#include <Stdafx.h>
#include <iostream>
#include <math.h>
#include <stdlib.h>
#include <time.h>
using namespace std;

int rand_0toN1(int n);

int main()
{
    int n, i;
    int r;

    srand(time(NULL));      // set a seed for random-number generation.

    cout<< "Enter number of dice to roll: ";
    cin>> n;

    for(i = 1; i <= n; i++)
    {
        r = rand_0toN1(6) + 1;

        cout<< r << " ";
    }
    system("pause");
    return 0;
}

// random 0 to n1 function
int rand_0toN1(int n)
{
    return rand() % n;
}

I'M having trouble understanding a few lines of this program, the first one is srand(time(NULL));
I'M assuming srand is the function so what is time in this code. Also, if this line is generating a random number where is it storing the number, I don't see a variable anywhere.
And the line r = rand_0toN1(6) + 1, what's the + 1 all about?

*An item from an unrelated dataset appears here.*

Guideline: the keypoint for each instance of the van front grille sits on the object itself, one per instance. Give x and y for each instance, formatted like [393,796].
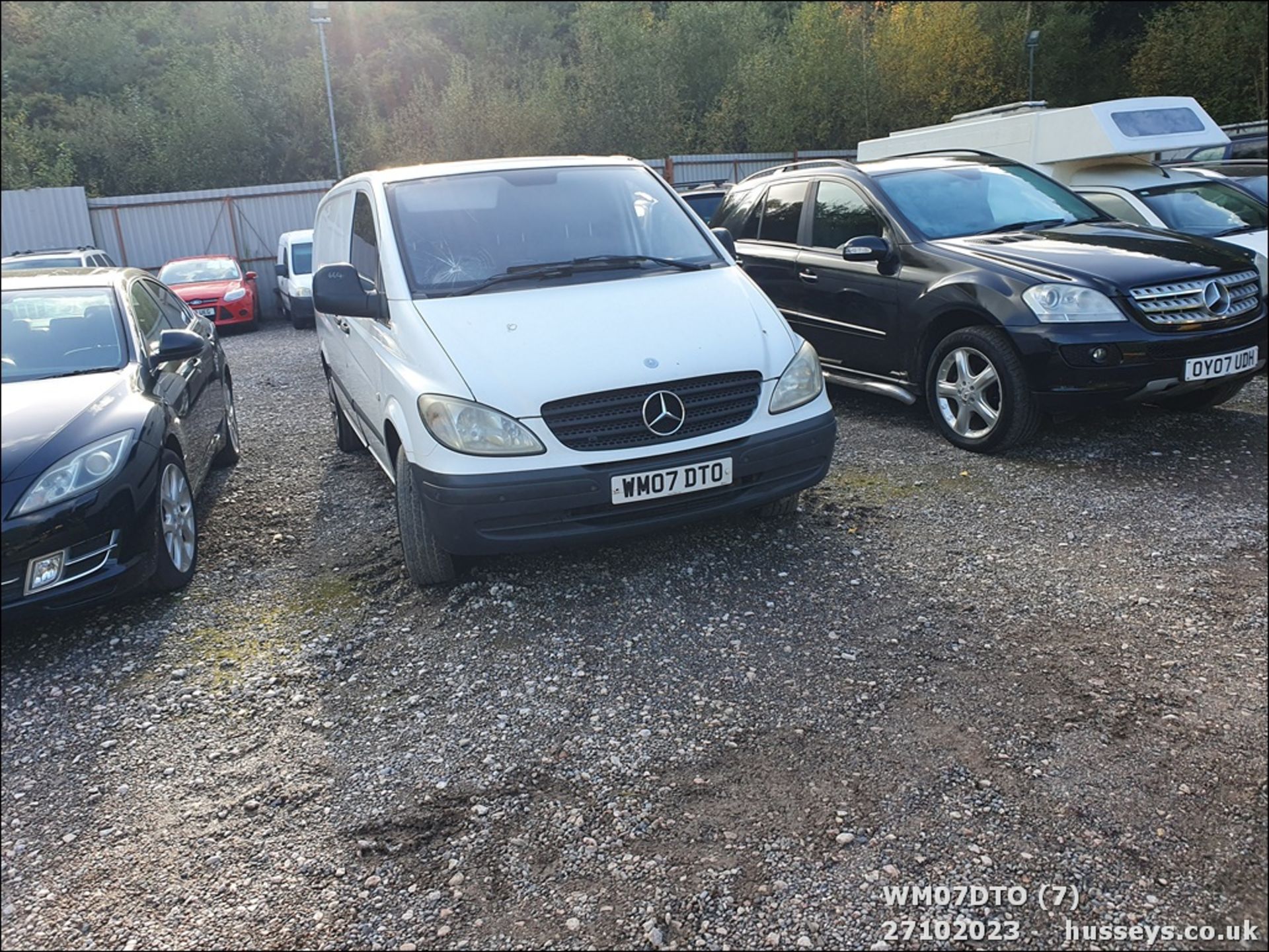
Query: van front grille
[1202,301]
[613,420]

Thanks.

srand doesn't generate a random number, it sets the seed for the random number generator. The time part is using the current time when the program is run as the seed. This effectively means that the seed is different for each run and the program will do different things each time it's run.

rand_0toN is a function that wraps rand - the function that generates the actual random number. It limits the maximum value that the random number can take to be less than N (6 in this case). The random number is stored in r on line 22 and is printed out on line 24.

Yup... agree with him.. When u use srand, irrespective of when u run the program and when it isnt initialised with a random variable at any time, it will always generate the same set of random numbers... Run it at 4:00 Am, it'll probably generate 4,7,8,3,2.. Run it at 4:01 am, the same thing.. in the same sequence.. At 5:00 pm 4 days later.. the same thing... Not so random are they then ?

So is srand a function? Is the time thats inside the srand() also another function or some type of built in C++ variable? Thanks guys.